The latest Chloe Ellefson mystery, following Death on the Prairie, is A Memory of Muskets, and it’s the best one yet.

Part of that is due to the connection to author Kathleen Ernst’s own experience. The mysteries are set at Old World Wisconsin in the 1980s, which is when Ernst worked there. This particular mystery involves the murder of a Civil War reenactor, an activity Ernst also participated in (along with her husband). As a result, she does an excellent job capturing the kinds of concerns and motivations that drive people to reenact. It’s a fascinating portrait of a specialized kind of hobby group, with various politics and disputes over authenticity and women’s participation, among many other topics and ramifications.

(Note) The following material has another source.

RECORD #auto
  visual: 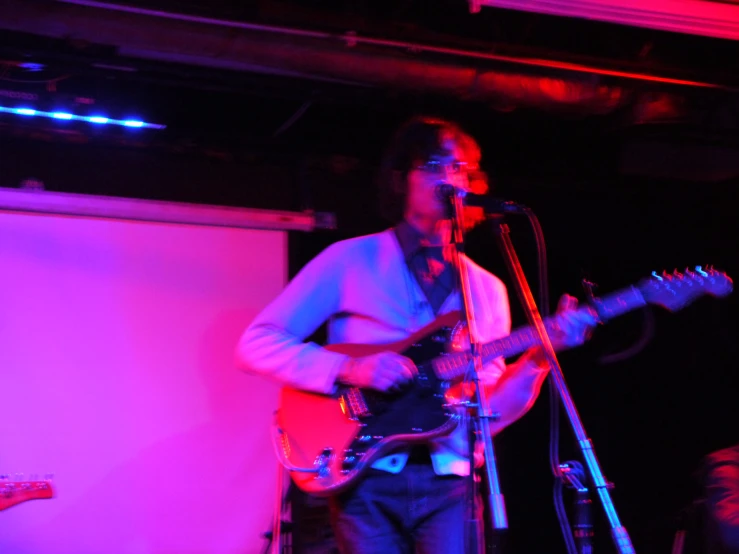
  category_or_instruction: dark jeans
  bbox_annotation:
[329,462,482,554]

As the story begins, Chloe’s awful boss wants a Civil War battle to draw attention. Chloe and her co-workers want to focus more on education and accuracy than flashy events. That’s one conflict.

A Memory of Muskets

The other is more personal. Chloe’s boyfriend, a local police officer, has just bought back his family’s farm, and he wants Chloe to move in with him. One of the outbuildings gives her the willies, though, and she’s unsure how much of it is due to her unspoken worries over moving their relationship forward.

As is typical of many novels in this series, the 1980s chapters are interspersed with others set in the period of history relevant to the mystery. Here, it’s the story of Rosina, a young woman immigrating to Wisconsin in 1861 to marry someone she’s never met. However, a shipboard romance changes her life, plus she arrives in her new country just as war breaks out.

Normally, I find these past tales not as interesting as the more recent-day mysteries, and I rush through them to get back to the “main” story. In this case, though, I was as involved in Rosina’s story as Chloe’s. Often, those chapters mean that the reader knows more about the artifacts Chloe finds than she does, reminding us of how much we can only imagine or assume about the past.

The book ends with a few pictures of real artifacts similar to the ones in the story, a nice connection between this fiction and the real-world history that inspired it. The author has posted more at her blog. If you’re interested in another living history/reenactment mystery, try The Final Reveille.